Recount how many times someone has fallen asleep in class unintentionally, or a friend snapping at you for a wayward comment and apologizing afterward because it wasn’t warranted. Maybe it was hard to remember information or focus during class.

Sleep deprivation can be the cause behind all of those scenarios, including higher risk of anxiety, depression and hypersexuality, according to Dr. James Maas’s research. I’ll leave it up to you to decide whether the traits associated with “lazy” teenagers are related to the sleep loss accumulated over the years.

Maas, a psychologist and former professor at Cornell University, gave a speech on sleep deprivation in 1995 that is still discussed today, just like many other issues with education.

I would be rich if I had a penny for every time I heard someone criticize the public school system. It’s an equally troubling problem when people say they learned more at their job than in school, or that they never found a use for their education.
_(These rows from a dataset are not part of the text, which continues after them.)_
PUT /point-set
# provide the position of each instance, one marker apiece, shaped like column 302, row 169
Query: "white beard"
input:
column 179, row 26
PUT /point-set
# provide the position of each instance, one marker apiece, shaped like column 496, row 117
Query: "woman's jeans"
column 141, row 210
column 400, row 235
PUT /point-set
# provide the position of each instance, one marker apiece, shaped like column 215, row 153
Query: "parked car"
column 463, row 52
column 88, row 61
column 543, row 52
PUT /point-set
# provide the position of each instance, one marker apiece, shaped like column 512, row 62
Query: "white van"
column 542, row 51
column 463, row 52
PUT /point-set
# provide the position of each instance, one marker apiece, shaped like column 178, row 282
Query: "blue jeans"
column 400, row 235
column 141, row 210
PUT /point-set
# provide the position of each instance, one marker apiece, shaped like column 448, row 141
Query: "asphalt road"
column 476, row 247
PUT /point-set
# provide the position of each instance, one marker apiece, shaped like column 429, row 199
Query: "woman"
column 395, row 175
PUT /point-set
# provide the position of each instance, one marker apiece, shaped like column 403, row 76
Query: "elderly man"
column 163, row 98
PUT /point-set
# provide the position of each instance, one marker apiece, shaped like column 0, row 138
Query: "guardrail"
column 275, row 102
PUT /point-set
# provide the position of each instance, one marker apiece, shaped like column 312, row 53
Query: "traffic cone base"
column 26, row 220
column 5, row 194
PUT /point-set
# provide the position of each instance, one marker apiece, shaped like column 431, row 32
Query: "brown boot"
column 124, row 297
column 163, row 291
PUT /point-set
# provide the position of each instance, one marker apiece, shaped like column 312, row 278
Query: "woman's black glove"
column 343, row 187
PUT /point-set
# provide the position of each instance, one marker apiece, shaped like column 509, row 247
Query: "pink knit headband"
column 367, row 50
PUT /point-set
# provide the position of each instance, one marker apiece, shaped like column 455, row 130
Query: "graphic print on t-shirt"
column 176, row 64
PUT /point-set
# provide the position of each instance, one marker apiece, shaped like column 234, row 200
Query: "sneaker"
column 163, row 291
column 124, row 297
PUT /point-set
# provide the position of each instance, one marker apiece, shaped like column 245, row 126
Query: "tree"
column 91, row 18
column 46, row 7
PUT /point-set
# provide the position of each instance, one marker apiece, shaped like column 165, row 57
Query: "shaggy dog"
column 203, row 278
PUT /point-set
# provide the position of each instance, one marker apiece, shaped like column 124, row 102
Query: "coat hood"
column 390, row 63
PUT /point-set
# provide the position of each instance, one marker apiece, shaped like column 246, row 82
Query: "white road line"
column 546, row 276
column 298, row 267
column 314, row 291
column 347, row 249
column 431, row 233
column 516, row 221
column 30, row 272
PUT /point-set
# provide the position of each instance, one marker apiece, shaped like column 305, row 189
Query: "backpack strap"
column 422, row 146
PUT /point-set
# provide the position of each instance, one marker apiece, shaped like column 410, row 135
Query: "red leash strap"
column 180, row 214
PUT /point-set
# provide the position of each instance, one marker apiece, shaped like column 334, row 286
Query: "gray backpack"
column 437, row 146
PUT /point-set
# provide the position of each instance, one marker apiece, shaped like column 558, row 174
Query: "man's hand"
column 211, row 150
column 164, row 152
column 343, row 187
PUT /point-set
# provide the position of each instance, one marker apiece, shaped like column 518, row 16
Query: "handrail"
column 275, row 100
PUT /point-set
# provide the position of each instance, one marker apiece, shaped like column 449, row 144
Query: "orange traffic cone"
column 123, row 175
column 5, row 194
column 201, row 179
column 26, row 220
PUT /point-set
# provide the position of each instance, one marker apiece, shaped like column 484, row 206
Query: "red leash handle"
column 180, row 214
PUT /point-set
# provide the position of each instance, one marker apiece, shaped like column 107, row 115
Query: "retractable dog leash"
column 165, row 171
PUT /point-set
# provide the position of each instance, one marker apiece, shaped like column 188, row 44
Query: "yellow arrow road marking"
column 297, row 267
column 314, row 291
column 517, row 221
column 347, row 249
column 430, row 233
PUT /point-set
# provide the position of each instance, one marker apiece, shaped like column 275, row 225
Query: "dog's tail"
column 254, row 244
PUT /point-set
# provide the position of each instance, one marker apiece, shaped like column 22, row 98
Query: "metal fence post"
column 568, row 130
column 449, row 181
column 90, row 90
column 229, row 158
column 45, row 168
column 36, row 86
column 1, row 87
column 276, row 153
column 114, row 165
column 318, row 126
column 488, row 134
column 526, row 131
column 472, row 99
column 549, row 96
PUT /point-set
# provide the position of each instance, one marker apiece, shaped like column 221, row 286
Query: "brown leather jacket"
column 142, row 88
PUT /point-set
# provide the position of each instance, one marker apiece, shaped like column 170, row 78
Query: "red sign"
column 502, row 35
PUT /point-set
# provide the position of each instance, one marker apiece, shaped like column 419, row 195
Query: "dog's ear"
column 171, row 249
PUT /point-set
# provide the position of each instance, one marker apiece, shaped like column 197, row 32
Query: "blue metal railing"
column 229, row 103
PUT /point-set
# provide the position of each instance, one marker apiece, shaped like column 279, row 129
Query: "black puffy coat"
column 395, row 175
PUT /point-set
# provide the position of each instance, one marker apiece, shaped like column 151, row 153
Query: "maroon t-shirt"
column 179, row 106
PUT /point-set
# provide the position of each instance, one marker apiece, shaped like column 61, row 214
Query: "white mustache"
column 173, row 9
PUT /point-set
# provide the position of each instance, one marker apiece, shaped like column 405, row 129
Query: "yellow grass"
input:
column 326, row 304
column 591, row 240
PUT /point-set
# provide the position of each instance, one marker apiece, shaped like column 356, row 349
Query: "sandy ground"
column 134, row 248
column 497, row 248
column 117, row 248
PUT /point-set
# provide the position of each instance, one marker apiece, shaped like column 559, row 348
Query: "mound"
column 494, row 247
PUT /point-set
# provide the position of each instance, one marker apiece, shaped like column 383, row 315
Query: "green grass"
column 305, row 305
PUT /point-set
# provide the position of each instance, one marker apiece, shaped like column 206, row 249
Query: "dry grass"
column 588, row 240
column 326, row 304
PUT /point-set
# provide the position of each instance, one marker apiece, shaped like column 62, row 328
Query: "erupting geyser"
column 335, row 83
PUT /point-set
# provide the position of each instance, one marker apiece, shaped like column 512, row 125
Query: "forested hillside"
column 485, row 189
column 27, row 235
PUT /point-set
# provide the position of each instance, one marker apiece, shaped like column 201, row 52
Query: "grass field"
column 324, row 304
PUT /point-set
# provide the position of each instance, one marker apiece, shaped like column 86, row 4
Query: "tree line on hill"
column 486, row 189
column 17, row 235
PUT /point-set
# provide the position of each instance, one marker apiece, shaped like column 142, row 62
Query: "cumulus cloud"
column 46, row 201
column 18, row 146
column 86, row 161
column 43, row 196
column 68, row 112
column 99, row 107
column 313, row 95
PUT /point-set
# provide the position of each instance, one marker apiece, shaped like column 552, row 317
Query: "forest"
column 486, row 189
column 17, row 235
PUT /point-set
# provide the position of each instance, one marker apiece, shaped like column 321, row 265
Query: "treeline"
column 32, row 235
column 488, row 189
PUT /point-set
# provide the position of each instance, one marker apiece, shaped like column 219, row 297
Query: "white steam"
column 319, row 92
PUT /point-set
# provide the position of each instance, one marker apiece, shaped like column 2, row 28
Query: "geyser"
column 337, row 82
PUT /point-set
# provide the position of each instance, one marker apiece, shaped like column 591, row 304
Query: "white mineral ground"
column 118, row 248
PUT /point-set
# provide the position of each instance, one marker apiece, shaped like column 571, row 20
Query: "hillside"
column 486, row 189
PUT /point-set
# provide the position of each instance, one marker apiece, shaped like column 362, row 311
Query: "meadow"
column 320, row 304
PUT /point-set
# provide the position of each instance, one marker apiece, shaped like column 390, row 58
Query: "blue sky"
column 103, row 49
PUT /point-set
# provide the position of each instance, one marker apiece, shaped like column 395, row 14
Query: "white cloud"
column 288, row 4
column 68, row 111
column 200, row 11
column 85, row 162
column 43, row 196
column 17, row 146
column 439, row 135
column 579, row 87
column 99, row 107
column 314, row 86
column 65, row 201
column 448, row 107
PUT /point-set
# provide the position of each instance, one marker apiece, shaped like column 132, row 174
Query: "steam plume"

Some lessons can simply be outdated or not be practiced enough in real life to be useful. With modern technology, memorization is pointless unless you need to access that information in under the time it takes for a Google search. The practicality of what a student learns can vary from integral to obsolete.

It would be more relevant to learn practical life and career skills. In general, it would help to learn how to program, balance a check, do taxes or take out a mortgage. It is important to know basic first aid, the signs of a heart attack or medically accurate sex education. It would be great to know how government or our health care system works. It could help to learn how to actually communicate effectively.

School can help holistically improve lives. There have to be ways people can learn how to healthily cope with stress and deal with emotions instead of using drugs. It can help to learn about mental health or active listening in school, or even just how to ask for help when you need it.

Education is important, but there is so much to learn outside of pure theory and statistics that can help people be better citizens and have better relationships with one another. What you learn and how you learn it matters so much when people spend most of their youth in school.

There has to be a balance between learning theoretical information, and practicing it in real life. Maybe it would be easier to lead my life if school had taught me the skills needed for adulthood, higher education and my future career in the first place.

I don’t regret the education I have had so far, but I wonder where I would be now if I hadn’t been sabotaged since the beginning. Maybe I wouldn’t be running everywhere.